Monday, January 16, 2012

have a uni gathering with the Raven CC gang.. is an AGM at Praleum Wine Bistro at 4 Duxton Hill. dinner was alright. drank 1 Stella Artois and 2.5 pine of Hoegaarden. think i'm just trying to get myself drank to feel less..

a deadline that i'm setting for myself and this will be a final deadline for everything.. 28-Jan-2012.. a date which suppose to be special and meaningful in another sense, but this time, it will be meaningful too. After 28-Jan-2012 23:59:59, i will start dreaming, wishing and whatsoever.. i will be awaken from every single things.. after that date and time, is a rational and wake-up time, to live my life without a man.. to live my life alone but for what purpose, i still don't know.. life now seem so meaningless and of no purpose. i wished to start afresh on that special date which once means that much to us for us. but after tonight, i'm slapped awake. this can never be possible. i cant even talk to you, i cant ever dare to establish eye contact with you. i feel like you are so near but there are just walls between us..

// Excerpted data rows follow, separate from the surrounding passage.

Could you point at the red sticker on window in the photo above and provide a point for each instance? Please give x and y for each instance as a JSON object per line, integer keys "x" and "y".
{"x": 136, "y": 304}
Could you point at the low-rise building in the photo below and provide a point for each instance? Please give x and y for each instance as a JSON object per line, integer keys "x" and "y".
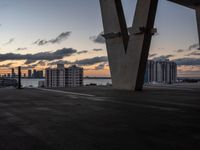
{"x": 64, "y": 77}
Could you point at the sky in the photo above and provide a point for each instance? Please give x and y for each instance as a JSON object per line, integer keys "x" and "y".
{"x": 38, "y": 34}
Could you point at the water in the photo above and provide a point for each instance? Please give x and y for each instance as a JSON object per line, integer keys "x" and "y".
{"x": 34, "y": 82}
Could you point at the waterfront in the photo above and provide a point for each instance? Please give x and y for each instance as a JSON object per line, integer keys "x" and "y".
{"x": 34, "y": 82}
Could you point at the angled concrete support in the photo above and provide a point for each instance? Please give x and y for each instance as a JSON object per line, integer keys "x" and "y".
{"x": 198, "y": 21}
{"x": 128, "y": 52}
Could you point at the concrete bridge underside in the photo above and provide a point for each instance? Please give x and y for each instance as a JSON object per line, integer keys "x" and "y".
{"x": 128, "y": 48}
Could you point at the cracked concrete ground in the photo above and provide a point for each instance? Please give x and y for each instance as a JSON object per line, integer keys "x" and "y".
{"x": 97, "y": 118}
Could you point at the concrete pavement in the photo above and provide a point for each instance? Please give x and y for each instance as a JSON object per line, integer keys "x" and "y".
{"x": 97, "y": 118}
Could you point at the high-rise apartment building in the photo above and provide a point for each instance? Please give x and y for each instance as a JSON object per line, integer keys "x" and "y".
{"x": 64, "y": 77}
{"x": 13, "y": 75}
{"x": 162, "y": 71}
{"x": 29, "y": 73}
{"x": 73, "y": 76}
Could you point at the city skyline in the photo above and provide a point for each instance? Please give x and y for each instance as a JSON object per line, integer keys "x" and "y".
{"x": 39, "y": 34}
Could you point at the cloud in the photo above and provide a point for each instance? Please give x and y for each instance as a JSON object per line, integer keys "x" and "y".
{"x": 21, "y": 49}
{"x": 83, "y": 62}
{"x": 91, "y": 61}
{"x": 29, "y": 61}
{"x": 63, "y": 36}
{"x": 98, "y": 39}
{"x": 180, "y": 50}
{"x": 152, "y": 55}
{"x": 163, "y": 57}
{"x": 194, "y": 54}
{"x": 97, "y": 49}
{"x": 82, "y": 52}
{"x": 59, "y": 54}
{"x": 100, "y": 66}
{"x": 193, "y": 46}
{"x": 6, "y": 65}
{"x": 10, "y": 41}
{"x": 188, "y": 61}
{"x": 60, "y": 62}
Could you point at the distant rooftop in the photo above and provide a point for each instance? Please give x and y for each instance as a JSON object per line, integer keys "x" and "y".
{"x": 187, "y": 3}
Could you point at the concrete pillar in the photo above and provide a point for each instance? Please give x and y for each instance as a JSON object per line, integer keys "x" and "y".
{"x": 128, "y": 53}
{"x": 19, "y": 77}
{"x": 198, "y": 21}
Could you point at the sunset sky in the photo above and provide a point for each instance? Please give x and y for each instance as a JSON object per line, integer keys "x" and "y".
{"x": 40, "y": 33}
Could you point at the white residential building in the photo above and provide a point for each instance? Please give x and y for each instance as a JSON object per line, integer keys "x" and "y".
{"x": 162, "y": 71}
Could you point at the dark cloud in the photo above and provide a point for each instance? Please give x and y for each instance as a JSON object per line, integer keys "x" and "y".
{"x": 21, "y": 49}
{"x": 29, "y": 61}
{"x": 100, "y": 66}
{"x": 83, "y": 62}
{"x": 188, "y": 61}
{"x": 6, "y": 65}
{"x": 60, "y": 62}
{"x": 152, "y": 55}
{"x": 10, "y": 41}
{"x": 98, "y": 39}
{"x": 194, "y": 46}
{"x": 163, "y": 57}
{"x": 59, "y": 54}
{"x": 194, "y": 54}
{"x": 41, "y": 63}
{"x": 63, "y": 36}
{"x": 91, "y": 61}
{"x": 180, "y": 50}
{"x": 82, "y": 52}
{"x": 97, "y": 49}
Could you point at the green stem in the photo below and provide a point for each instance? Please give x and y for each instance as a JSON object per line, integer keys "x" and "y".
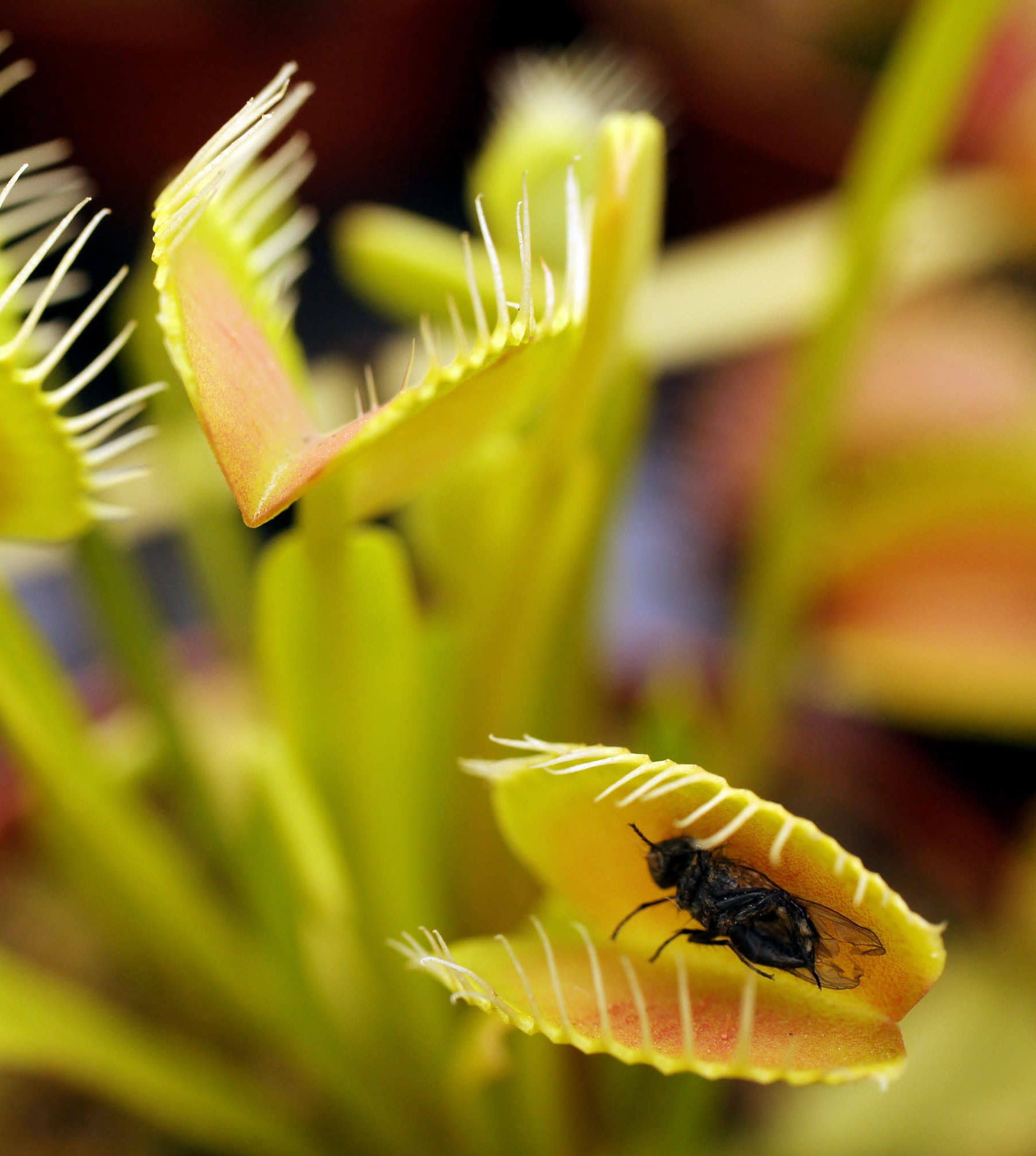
{"x": 134, "y": 636}
{"x": 908, "y": 122}
{"x": 153, "y": 887}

cutting off everything from every single one.. starting from 28-Jan-2012 23:59:59.. whoever wants to come into my isolated world, you got to crack that layers of walls to get in cause this time, i will not make any more effort to do anymore things extra for anyone.. and this time, without any turning back or mercy.. i must be tough to myself. this time, i will throw abt all the past, all the poly days, all the uni days, all the aussie days, all the sg days and also include all those GSK days.. every single one of it.

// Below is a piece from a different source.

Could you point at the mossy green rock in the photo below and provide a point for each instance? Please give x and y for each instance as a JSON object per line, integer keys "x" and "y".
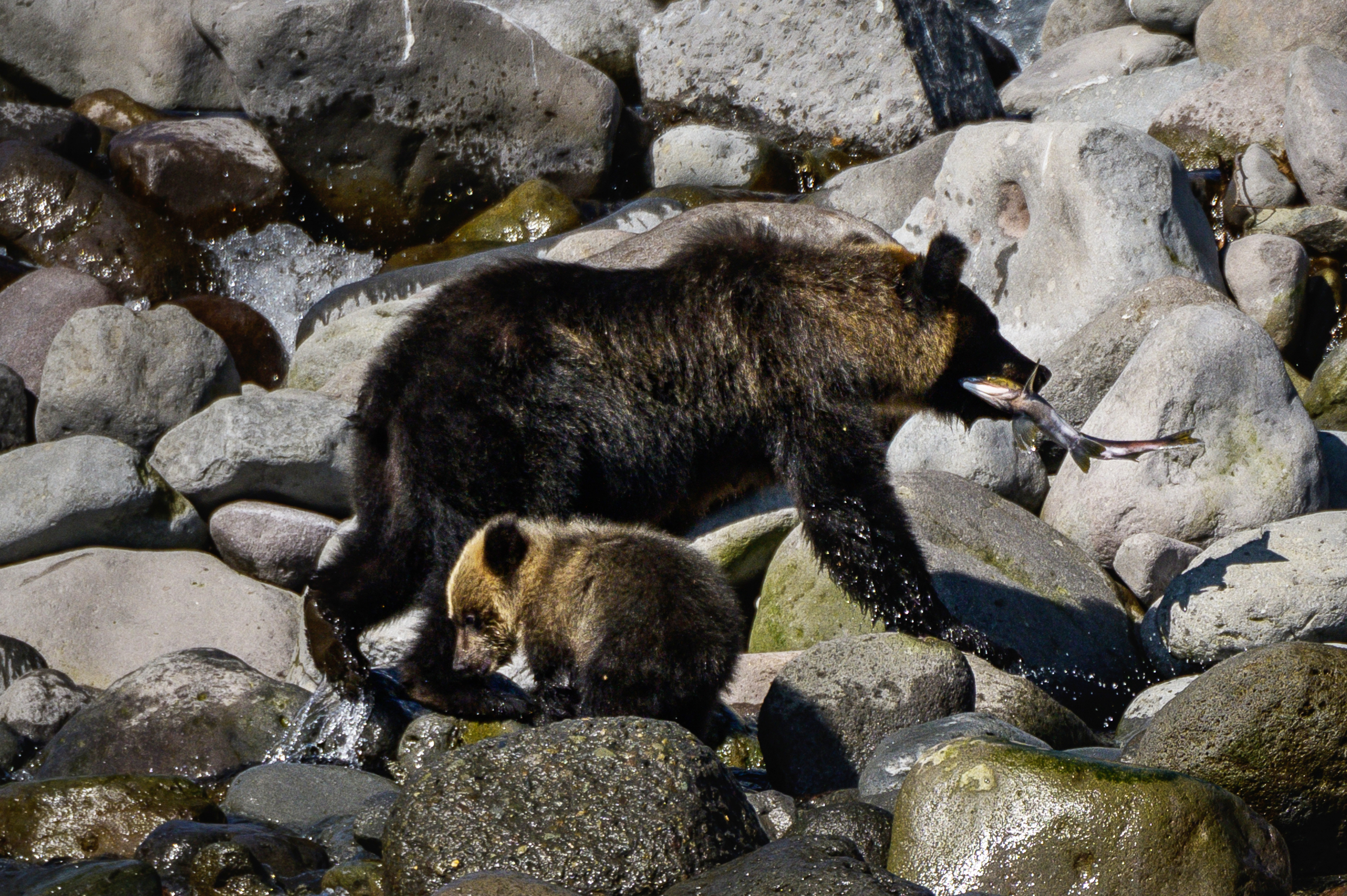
{"x": 88, "y": 817}
{"x": 1003, "y": 819}
{"x": 1268, "y": 725}
{"x": 801, "y": 604}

or probably starting from tmr, all contacts are all cut.. all contact point unless deem necessary by me. since 28th is so near already, less than 2 weeks, probably is the time to get use to all.. ignore all and reject all.. u can never be happy with me anymore so leaving you is a better and fairer option.. is tough and heart-aching but i think is a wiser choice that i could make for u.